Hunter glanced at the ground. “No hard feelings,” she whispered.

“The key you obtained from the Black Friars,” said Mr. Croup to Door. “Who has it?”

“I do,” gasped Richard. “You can search me, if you like. Look.” He fumbled in his pockets—noticing something hard and unfamiliar in his back pocket, but there was no time to investigate that now—and he pulled out the front-door key of his old flat. He dragged himself to his feet and staggered over to Mr. Croup and Mr. Vandemar. “Here.”

Mr. Croup reached over and took the key from him. “Good gracious me,” he said; scarcely glancing at it. “I find myself utterly taken in by his cunning ploy, Mister Vandemar.” He passed the key to Mr. Vandemar, who held it up between finger and thumb, and crushed it like brass foil. “Fooled again, Mister Croup,” he said.
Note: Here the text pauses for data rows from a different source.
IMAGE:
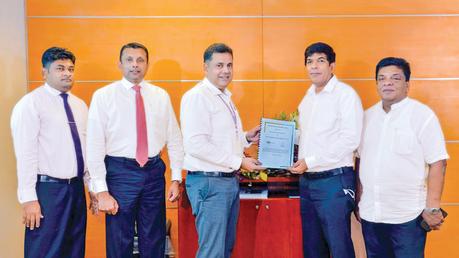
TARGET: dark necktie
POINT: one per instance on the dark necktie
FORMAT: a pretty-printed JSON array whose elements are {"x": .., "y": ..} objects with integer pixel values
[
  {"x": 142, "y": 137},
  {"x": 75, "y": 136}
]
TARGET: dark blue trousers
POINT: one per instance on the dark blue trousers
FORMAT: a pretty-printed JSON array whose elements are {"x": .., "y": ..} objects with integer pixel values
[
  {"x": 140, "y": 193},
  {"x": 406, "y": 240},
  {"x": 62, "y": 230},
  {"x": 326, "y": 206}
]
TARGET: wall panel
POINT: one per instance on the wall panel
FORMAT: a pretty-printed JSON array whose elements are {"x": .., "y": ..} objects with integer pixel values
[
  {"x": 145, "y": 7},
  {"x": 360, "y": 43},
  {"x": 176, "y": 45},
  {"x": 358, "y": 7}
]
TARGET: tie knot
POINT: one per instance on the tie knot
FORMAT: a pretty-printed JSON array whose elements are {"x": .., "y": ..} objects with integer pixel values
[
  {"x": 136, "y": 88},
  {"x": 64, "y": 95}
]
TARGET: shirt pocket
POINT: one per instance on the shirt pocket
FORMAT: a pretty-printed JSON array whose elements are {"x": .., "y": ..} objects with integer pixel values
[{"x": 403, "y": 142}]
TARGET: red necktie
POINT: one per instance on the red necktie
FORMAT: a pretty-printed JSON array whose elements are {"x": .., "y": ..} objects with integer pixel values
[{"x": 141, "y": 155}]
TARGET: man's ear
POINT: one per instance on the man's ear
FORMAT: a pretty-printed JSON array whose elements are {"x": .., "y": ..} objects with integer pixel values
[
  {"x": 332, "y": 67},
  {"x": 205, "y": 67},
  {"x": 44, "y": 72}
]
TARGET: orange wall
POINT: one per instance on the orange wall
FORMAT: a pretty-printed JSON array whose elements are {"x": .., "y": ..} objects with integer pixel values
[{"x": 268, "y": 38}]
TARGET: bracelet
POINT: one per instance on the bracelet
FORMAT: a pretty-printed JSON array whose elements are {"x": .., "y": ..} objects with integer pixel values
[{"x": 432, "y": 210}]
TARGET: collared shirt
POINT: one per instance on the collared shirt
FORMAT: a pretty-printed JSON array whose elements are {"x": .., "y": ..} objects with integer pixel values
[
  {"x": 42, "y": 138},
  {"x": 212, "y": 134},
  {"x": 395, "y": 150},
  {"x": 112, "y": 128},
  {"x": 330, "y": 126}
]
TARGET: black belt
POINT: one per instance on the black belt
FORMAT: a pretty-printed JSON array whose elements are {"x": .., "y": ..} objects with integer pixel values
[
  {"x": 50, "y": 179},
  {"x": 327, "y": 173},
  {"x": 134, "y": 161},
  {"x": 214, "y": 174}
]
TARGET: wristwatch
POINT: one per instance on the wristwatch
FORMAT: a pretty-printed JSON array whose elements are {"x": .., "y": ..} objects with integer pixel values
[{"x": 432, "y": 210}]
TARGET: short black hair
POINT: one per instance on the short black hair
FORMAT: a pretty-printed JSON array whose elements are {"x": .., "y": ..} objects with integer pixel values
[
  {"x": 133, "y": 45},
  {"x": 320, "y": 47},
  {"x": 397, "y": 61},
  {"x": 56, "y": 53},
  {"x": 216, "y": 48}
]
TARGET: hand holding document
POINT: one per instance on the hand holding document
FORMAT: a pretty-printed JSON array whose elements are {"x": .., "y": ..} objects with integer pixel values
[{"x": 277, "y": 139}]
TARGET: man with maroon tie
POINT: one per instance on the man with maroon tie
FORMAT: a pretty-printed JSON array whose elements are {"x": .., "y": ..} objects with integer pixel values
[{"x": 129, "y": 123}]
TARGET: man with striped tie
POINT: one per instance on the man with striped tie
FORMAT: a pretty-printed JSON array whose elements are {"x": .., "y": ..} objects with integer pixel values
[{"x": 129, "y": 123}]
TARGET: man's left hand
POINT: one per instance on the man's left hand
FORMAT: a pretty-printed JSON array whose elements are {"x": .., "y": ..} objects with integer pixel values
[
  {"x": 299, "y": 167},
  {"x": 434, "y": 220},
  {"x": 93, "y": 203},
  {"x": 253, "y": 136},
  {"x": 174, "y": 191}
]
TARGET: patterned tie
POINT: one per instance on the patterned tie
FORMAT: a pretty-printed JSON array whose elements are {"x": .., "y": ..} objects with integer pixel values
[
  {"x": 75, "y": 136},
  {"x": 142, "y": 139}
]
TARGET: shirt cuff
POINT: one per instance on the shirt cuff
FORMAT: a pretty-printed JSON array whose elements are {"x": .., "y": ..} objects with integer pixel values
[
  {"x": 98, "y": 186},
  {"x": 235, "y": 162},
  {"x": 246, "y": 143},
  {"x": 311, "y": 162},
  {"x": 438, "y": 158},
  {"x": 176, "y": 175},
  {"x": 27, "y": 196}
]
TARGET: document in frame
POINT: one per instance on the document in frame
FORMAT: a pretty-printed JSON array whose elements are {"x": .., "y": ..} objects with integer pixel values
[{"x": 277, "y": 139}]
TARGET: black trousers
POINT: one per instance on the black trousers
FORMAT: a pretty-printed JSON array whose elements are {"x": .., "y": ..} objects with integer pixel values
[
  {"x": 62, "y": 230},
  {"x": 140, "y": 193}
]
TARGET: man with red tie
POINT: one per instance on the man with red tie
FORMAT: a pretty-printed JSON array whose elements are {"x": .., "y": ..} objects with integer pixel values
[
  {"x": 129, "y": 123},
  {"x": 48, "y": 127}
]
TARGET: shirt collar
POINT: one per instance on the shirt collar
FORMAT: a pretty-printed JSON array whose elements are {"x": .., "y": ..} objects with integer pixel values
[
  {"x": 395, "y": 106},
  {"x": 213, "y": 89},
  {"x": 53, "y": 91},
  {"x": 399, "y": 104},
  {"x": 128, "y": 85},
  {"x": 329, "y": 87}
]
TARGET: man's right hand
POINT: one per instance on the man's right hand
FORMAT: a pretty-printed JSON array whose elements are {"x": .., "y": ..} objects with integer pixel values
[
  {"x": 251, "y": 164},
  {"x": 107, "y": 203},
  {"x": 31, "y": 214}
]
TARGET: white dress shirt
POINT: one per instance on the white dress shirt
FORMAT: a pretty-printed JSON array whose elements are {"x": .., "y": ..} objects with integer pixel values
[
  {"x": 330, "y": 124},
  {"x": 112, "y": 128},
  {"x": 395, "y": 150},
  {"x": 42, "y": 138},
  {"x": 212, "y": 134}
]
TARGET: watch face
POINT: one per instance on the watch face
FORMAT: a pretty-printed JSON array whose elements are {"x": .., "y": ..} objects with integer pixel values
[{"x": 435, "y": 210}]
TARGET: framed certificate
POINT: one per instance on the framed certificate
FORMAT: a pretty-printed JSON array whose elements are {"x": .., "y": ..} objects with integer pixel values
[{"x": 277, "y": 140}]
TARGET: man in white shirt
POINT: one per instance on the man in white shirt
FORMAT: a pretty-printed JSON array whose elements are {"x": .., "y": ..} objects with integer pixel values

“Hurt him, Mister Vandemar,” said Mr. Croup.

“With pleasure, Mister Croup,” said Mr. Vandemar, and he kicked Richard in the kneecap. Richard fell to the ground, in agony. As if from a long way away, he could hear Mr. Vandemar’s voice; it appeared to be lecturing him. “People think it’s how hard you kick that hurts,” Mr. Vandemar’s voice was saying. “But it’s not how hard you kick. It’s where. I mean, this’s really a very gentle kick . . . “— something slammed into Richard’s left shoulder. His left arm went numb, and a purple-white blossom of pain opened up in his shoulder. It felt like his whole arm was on fire, and freezing, as if someone had jabbed an electrical prod deep into his flesh, and turned up the current as high as it would go. He whimpered. And Mr. Vandemar was saying, ” . . . but it hurts just as much as this—which is much harder . . . ” and the boot rammed into Richard’s side like a cannonball. He could hear himself screaming.